Ce film « compliqué à faire exister », mais qui lui a déjà valu au moins une autre récompense, Les Globes de cristal, est quand même passé sur Arte – le principal financeur. Et s’il n’est sorti que dans quelques salles, c’est que les exploitants, après une audience forte à la télé, craignait de ne pas faire recette. Elle-même ne craint pas d’ailleurs la contradiction en le qualifiant de petit film et son rôle comme des plus modestes.
Lors des mystérieux « globes », où elle avait reçu une « pépite de cristal », pour le même rôle, elle s'était exprimée sur les dérives de l'extrémisme religieux, faisant de sa jupe, l’arme anti-burka* : "Cette jupe, c'est celle que portent des milliers de jeunes filles et de femmes pour affirmer qu'elles refusent que l'on confonde l'islam, avec l'aliénation et l'assujettissement des femmes !". Sauf que, les jeunes filles ou femmes portent, jusqu’au prochain changement de mode, plutôt des jeans taille basse, voire très basse que des jupes.

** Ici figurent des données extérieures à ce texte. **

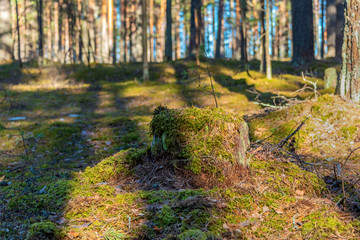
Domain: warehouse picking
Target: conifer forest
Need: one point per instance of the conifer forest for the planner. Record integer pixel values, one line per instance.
(179, 119)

Mais la résistante est aussi devenue agressive. Une chanteuse-rapeuse dont le nom d’artiste est Diam’s, mais de son vrai prénom Mélanie, après un succès fulgurant qui lui a foutu une déprime pas possible, a trouvé paix et sérénité en se convertissant à l’islam ! Paris-Match – « le choc des photos » - a montré la donzelle prétendument à la sortie d’une mosquée, foulard noir, djellabah noire ! Elle n’est pas la première puisqu’un certain rapeur Régis Fayette Mikano (?) est devenu Abdel Malik (sans parler d’Anelka ou de Ribéry, chez les footeux ou un Olivier Saint-Jean désormais connu sous le nom de Tariq Abdul-Wahad au basket).
Or donc, dans une interview accordée au magazine Gala – organe laïque bien connu - l'actrice a déclaré :"Je suis atterrée et profondément désolée. Je ne la connais pas. Je trouve qu’elle a un talent fou et je ne comprends pas ce qui lui arrive. [Se voiler] provient peut-être d’une grande détresse, affirme-t-elle. Le problème, c’est que cette détresse peut être contagieuse." Elle rejoignait Fadela Amara qui, faute de plan Marshall, s’en prenait aussi à la rappeuse.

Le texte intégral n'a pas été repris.